PART 165--REGULATED NAVIGATION AREAS AND LIMITED ACCESS AREAS

0
1. The authority citation for part 165 continues to read as follows:

    Authority: 46 U.S.C. 70034, 70051; 33 CFR 1.05-1, 6.04-1, 6.04-
6, and 160.5; Department of Homeland Security Delegation No. 0170.1.


0
2. Add Sec.  165.T09-0567 to read as follows:


Sec.  165.T09-0567  Safety Zone; Port Huron Float Down, St. Clair 
River, Port Huron, MI.

    (a) Location. A safety zone is established to include all U.S. 
navigable waters of southern Lake Huron and the St. Clair River 
adjacent to Port Huron, MI, beginning at Lighthouse Beach and 
encompassing all U.S. waters of the St. Clair River bound by a line 
starting at a point on land north of Coast Guard Station Port Huron at 
position 43[deg]00.416' N; 082[deg]25.333' W, extending east to the 
international boundary to a point at position 43[deg]00.416' N; 
082[deg]25.033' W, following south along the international boundary to 
a point at position 42[deg]54.500' N; 082[deg]27.683' W, extending west 
to a point on land just north of Stag Island at position 42[deg]54.500' 
N; 082[deg]27.966' W, and following north along the U.S. shoreline to 
the point of origin (NAD 83).
    (b) Enforcement period.

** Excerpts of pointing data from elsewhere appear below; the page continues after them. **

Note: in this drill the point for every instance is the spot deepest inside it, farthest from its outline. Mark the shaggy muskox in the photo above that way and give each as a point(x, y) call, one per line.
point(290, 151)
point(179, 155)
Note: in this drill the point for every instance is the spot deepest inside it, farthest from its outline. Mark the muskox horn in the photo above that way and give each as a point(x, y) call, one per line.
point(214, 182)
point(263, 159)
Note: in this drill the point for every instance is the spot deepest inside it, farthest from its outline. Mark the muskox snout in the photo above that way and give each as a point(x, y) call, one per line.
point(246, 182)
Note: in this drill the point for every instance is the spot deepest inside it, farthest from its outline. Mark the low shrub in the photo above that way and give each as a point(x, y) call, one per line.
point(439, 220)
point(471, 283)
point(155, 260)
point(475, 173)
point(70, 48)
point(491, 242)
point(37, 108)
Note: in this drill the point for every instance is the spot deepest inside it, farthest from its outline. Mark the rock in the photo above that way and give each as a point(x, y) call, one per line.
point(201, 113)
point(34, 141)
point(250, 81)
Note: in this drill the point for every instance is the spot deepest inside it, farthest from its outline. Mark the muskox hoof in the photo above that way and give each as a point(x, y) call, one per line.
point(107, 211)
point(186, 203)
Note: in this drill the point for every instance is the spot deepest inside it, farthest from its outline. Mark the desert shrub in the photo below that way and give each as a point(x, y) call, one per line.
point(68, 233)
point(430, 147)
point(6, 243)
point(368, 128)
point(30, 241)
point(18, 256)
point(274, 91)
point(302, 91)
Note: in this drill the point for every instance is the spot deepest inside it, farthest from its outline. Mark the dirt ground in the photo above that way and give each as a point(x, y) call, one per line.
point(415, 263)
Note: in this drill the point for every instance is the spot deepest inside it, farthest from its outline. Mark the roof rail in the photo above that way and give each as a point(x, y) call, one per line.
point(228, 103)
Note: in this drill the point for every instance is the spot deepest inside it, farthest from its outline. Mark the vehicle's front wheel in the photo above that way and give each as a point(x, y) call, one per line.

The regulated area described in paragraph 
(a) will be in enforced from 12 p.m. through 8 p.m. on August 18, 2019.
    (c) Regulations. (1) No vessel or person may enter, transit 
through, or anchor within the safety zone unless authorized by the 
Captain of the Port Detroit (COTP), or his or her on-scene 
representative.
    (2) The safety zone is closed to all vessel traffic, except as may 
be permitted by the COTP or his or her on-scene representative.
    (3) The ``on-scene representative'' of COTP is any Coast Guard 
commissioned, warrant or petty officer or a Federal, State, or local 
law enforcement officer designated by or assisting the Captain of the 
Port Detroit to act on his or her behalf.
    (4) Vessel operators shall contact the COTP or his or her on-scene 
representative to obtain permission to enter or operate within the 
safety zone.

[[Page 34306]]

The COTP or his or her on-scene representative may be contacted via VHF 
Channel 16 or at (313) 568-9560. Vessel operators given permission to 
enter or operate in the regulated area must comply with all directions 
given to them by the COTP or his or her on-scene representative.

    Dated: July 8, 2019.
Jeffrey W. Novak,
Captain, U.S. Coast Guard, Captain of the Port Detroit.